Türkiye’nin artan ihracatla beraber düşük faizlerin esas alınarak denemekte olduğu yeni ekonomik modelin fayda getirip getirmeyeceğini göreceğiz.

O zamana kadar da asgari ücrete yapılan yüzde 50 gibi rekor zamlarla dar gelirlinin maaşlarının devlet tarafından sübvanse edileceğine yönelik iradeyi de olumlu buluyorum.

Fakat bu yaşanılanları sadece Türkiye ölçeğinde değerlendirirsek yanılmaktan öteye geçemeyiz.

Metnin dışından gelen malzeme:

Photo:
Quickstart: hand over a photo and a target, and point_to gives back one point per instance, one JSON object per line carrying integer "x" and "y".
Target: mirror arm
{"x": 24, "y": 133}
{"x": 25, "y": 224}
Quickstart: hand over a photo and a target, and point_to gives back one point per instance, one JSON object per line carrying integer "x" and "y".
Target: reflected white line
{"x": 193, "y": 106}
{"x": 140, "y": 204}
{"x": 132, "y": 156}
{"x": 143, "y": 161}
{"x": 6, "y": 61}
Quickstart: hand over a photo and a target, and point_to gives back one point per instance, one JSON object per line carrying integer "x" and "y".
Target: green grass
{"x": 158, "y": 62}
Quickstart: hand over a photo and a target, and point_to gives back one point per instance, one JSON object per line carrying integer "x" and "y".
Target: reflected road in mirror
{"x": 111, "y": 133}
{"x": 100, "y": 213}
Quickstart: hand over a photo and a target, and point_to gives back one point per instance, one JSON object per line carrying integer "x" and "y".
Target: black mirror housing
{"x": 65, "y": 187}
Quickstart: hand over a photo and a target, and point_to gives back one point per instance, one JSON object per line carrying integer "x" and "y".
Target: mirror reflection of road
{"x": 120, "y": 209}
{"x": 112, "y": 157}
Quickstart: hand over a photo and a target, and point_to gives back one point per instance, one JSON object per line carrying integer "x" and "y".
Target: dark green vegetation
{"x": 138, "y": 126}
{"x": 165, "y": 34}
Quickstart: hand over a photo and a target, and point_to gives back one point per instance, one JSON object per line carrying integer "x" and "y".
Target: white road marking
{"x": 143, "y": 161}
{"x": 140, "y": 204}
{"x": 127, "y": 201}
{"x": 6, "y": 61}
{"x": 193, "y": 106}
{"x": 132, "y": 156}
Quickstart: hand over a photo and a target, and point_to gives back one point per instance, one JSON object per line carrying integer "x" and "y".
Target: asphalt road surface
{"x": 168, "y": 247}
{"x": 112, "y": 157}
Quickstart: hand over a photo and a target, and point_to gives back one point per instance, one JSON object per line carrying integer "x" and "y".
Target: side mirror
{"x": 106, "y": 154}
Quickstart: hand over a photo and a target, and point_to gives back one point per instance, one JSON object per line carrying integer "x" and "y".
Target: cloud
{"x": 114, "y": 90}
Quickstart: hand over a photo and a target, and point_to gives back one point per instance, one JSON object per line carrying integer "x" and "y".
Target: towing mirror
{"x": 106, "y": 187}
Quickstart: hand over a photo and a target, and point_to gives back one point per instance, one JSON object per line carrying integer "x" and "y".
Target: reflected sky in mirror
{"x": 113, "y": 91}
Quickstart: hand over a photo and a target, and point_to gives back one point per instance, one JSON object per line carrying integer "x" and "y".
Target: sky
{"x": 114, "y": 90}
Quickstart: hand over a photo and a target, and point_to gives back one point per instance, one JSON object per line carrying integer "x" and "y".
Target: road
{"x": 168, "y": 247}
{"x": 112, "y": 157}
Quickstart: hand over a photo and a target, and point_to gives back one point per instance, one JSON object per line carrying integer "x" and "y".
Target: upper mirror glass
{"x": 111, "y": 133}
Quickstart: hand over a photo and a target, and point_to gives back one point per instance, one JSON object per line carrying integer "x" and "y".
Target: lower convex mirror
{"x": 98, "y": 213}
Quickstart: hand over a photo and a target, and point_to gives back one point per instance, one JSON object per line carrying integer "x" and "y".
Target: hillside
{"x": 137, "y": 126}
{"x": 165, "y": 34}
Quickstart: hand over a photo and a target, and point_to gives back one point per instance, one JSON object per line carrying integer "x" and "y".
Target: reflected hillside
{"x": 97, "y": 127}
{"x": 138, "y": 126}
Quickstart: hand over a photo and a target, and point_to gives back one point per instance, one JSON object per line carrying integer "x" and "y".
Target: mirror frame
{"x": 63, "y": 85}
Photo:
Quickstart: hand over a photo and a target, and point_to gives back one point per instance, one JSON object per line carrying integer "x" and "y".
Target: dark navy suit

Dünya Ekonomik Forumu Kurucusu ve Başkanı Klaus Schwab’ın Haziran 2020’de yazdığı yazıyı hatırlatmak isterim:

“Daha iyi bir sonuç elde edebilmek için dünyanın birlikte hareket etmesi, toplumlarımızı ve ekonomilerimizi, eğitimden toplum sözleşmelerine ve çalışma koşullarına tüm açılardan hızlıca yenilememiz gerekiyor. ABD’den Çin’e her ülkenin bu ortak eyleme katılması gerekiyor, petrol ve doğalgazdan teknolojiye her sektörün dönüşmesi gerekiyor. Kısacası kapitalizme büyük bir ‘reset atmamız’ gerekiyor.”

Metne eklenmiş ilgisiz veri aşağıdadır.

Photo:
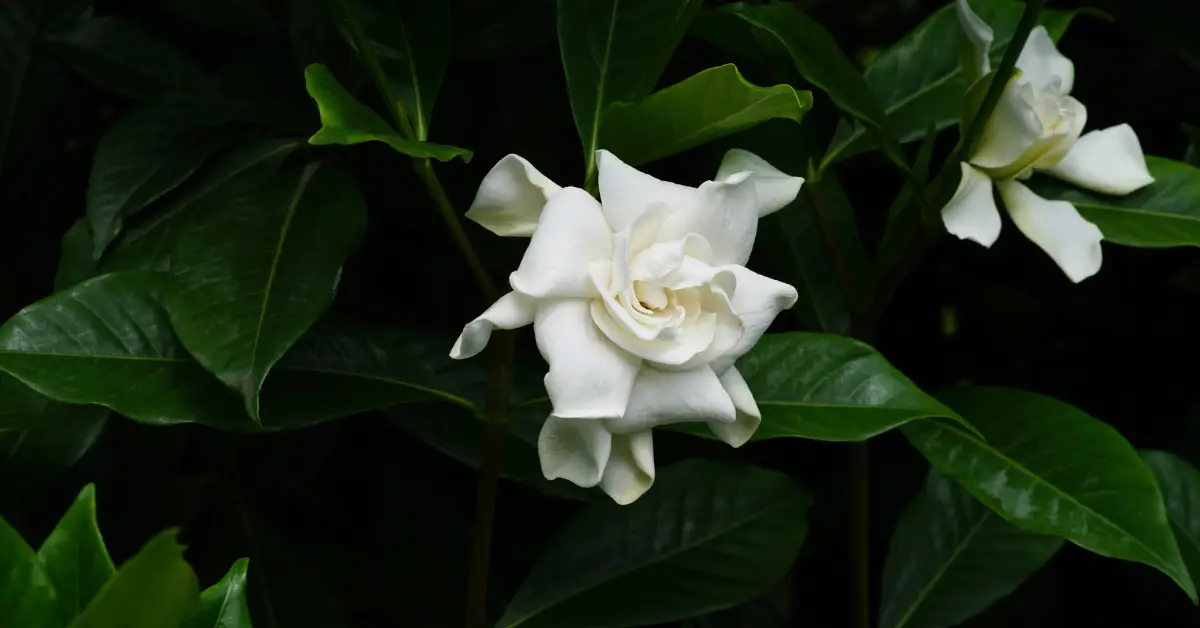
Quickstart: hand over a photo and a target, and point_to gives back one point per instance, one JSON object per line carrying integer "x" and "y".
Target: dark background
{"x": 357, "y": 522}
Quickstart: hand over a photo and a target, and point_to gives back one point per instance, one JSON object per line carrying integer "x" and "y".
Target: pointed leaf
{"x": 951, "y": 558}
{"x": 1051, "y": 468}
{"x": 706, "y": 537}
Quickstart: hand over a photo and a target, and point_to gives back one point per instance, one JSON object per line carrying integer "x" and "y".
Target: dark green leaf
{"x": 951, "y": 558}
{"x": 348, "y": 121}
{"x": 1165, "y": 213}
{"x": 706, "y": 537}
{"x": 707, "y": 106}
{"x": 615, "y": 51}
{"x": 108, "y": 341}
{"x": 1051, "y": 468}
{"x": 258, "y": 265}
{"x": 153, "y": 590}
{"x": 75, "y": 555}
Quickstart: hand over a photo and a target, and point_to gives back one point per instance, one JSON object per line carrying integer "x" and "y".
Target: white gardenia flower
{"x": 1036, "y": 126}
{"x": 640, "y": 305}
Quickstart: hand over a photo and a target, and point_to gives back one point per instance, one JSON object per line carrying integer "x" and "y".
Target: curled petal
{"x": 511, "y": 311}
{"x": 1057, "y": 228}
{"x": 1108, "y": 160}
{"x": 510, "y": 197}
{"x": 972, "y": 214}
{"x": 574, "y": 449}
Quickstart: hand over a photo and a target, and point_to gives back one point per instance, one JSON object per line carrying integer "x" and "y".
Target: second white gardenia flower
{"x": 1036, "y": 126}
{"x": 640, "y": 305}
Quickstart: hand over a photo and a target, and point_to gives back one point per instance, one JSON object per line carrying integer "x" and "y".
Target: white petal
{"x": 570, "y": 235}
{"x": 627, "y": 192}
{"x": 510, "y": 311}
{"x": 979, "y": 35}
{"x": 589, "y": 377}
{"x": 663, "y": 398}
{"x": 748, "y": 416}
{"x": 1108, "y": 160}
{"x": 775, "y": 189}
{"x": 630, "y": 470}
{"x": 1055, "y": 226}
{"x": 574, "y": 449}
{"x": 510, "y": 197}
{"x": 972, "y": 214}
{"x": 756, "y": 301}
{"x": 1042, "y": 64}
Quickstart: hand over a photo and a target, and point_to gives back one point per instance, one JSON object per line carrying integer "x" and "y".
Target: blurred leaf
{"x": 108, "y": 341}
{"x": 615, "y": 52}
{"x": 706, "y": 537}
{"x": 75, "y": 556}
{"x": 713, "y": 103}
{"x": 951, "y": 558}
{"x": 348, "y": 121}
{"x": 258, "y": 265}
{"x": 153, "y": 590}
{"x": 1165, "y": 213}
{"x": 1051, "y": 468}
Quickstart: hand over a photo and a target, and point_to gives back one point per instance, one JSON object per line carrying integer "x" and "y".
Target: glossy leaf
{"x": 1049, "y": 467}
{"x": 919, "y": 79}
{"x": 151, "y": 590}
{"x": 703, "y": 107}
{"x": 615, "y": 51}
{"x": 348, "y": 121}
{"x": 706, "y": 537}
{"x": 75, "y": 556}
{"x": 258, "y": 265}
{"x": 1165, "y": 213}
{"x": 108, "y": 341}
{"x": 951, "y": 557}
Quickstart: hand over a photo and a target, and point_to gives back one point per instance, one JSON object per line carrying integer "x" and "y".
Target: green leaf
{"x": 153, "y": 590}
{"x": 1051, "y": 468}
{"x": 706, "y": 537}
{"x": 348, "y": 121}
{"x": 951, "y": 558}
{"x": 1165, "y": 213}
{"x": 258, "y": 265}
{"x": 108, "y": 341}
{"x": 223, "y": 604}
{"x": 919, "y": 81}
{"x": 75, "y": 555}
{"x": 1180, "y": 484}
{"x": 615, "y": 51}
{"x": 703, "y": 107}
{"x": 118, "y": 55}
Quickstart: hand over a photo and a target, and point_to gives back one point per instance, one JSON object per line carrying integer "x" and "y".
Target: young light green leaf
{"x": 75, "y": 556}
{"x": 348, "y": 121}
{"x": 951, "y": 558}
{"x": 1050, "y": 468}
{"x": 1165, "y": 213}
{"x": 715, "y": 536}
{"x": 703, "y": 107}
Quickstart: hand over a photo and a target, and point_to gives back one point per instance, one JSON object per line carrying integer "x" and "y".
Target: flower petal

Daha salgın yeni başlamışken yazmış olduğu bu yazıda ABD’de yaşayan her dört kişiden birinin işsizlik başvurusunda bulunduğunu belirten Schwab şöyle devam ediyor:

“Büyük Reset gündeminde üç ana başlık var. İlk unsur, pazarı daha adaletli bir yere dönüştürmek. Bu bağlamda hükümetlerin (örneğin vergi, mevzuat ve mali politikalarda) koordinasyonu iyileştirmesi, ticaret anlaşmalarını güncellemesi ve bir “paydaş ekonomisi” için koşulları yaratması gerekiyor. Vergi matrahlarının düştüğü ve kamu borcunun arttığı bu dönemde hükümetlerin elinde bunu gerçekleştirmek için çok güçlü bir teşvik var.”

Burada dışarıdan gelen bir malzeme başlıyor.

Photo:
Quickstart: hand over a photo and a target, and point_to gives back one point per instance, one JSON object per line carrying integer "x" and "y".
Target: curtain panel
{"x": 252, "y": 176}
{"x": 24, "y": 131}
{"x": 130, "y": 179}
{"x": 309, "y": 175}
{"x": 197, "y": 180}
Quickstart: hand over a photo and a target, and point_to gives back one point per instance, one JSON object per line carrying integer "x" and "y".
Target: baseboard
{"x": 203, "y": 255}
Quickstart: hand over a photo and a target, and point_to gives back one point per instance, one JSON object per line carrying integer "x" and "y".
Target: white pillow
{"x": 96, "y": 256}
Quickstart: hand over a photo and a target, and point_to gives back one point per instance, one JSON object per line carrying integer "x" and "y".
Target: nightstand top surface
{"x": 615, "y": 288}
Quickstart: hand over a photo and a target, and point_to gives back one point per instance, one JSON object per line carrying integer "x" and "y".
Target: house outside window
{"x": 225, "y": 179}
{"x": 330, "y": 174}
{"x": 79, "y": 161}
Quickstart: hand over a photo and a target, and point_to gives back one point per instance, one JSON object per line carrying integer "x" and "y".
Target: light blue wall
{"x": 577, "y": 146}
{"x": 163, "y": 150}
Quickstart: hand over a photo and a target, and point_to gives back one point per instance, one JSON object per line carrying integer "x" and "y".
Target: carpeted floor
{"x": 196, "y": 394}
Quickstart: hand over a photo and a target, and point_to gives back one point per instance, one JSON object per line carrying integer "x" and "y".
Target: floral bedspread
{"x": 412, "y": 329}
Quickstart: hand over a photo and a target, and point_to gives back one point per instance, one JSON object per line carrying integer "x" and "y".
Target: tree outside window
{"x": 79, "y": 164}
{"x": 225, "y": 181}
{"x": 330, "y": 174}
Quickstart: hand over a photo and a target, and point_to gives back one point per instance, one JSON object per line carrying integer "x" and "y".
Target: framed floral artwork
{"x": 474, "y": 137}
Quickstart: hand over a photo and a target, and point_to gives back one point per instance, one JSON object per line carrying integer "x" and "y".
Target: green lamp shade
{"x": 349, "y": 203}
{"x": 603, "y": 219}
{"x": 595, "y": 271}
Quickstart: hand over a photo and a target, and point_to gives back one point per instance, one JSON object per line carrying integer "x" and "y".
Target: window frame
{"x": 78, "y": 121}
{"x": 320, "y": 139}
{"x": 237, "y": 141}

Dolayısıyla durum sadece Türkiye ekonomisinin göstergeleriyle konuşulacak bir mesele değil.

Gelgelelim, TÜSİAD’ın dediği gibi “genel kabul görmüş iktisat bilimi kurallarına hızlıca dönülmeli” çağrısının da bir anlamı yok.

Çünkü o “genel kabul görmüş iktisat biliminin kurallarının” er ya da geç yıkılacağını Schwab ifade ediyor.

Not: Başlı başına bir köşe yazısı yazmaya değmez. Yıllardır ekran önünde “gazeteci” diye pazarlanan şahsın sınıfsal kibrinin kamera arkasında nerelere varabileceğini gördünüz. Bundan sonra bir basın emekçisini tokatlayan o şahsı televizyona çıkartanlar ondan daha acınası durumdadır.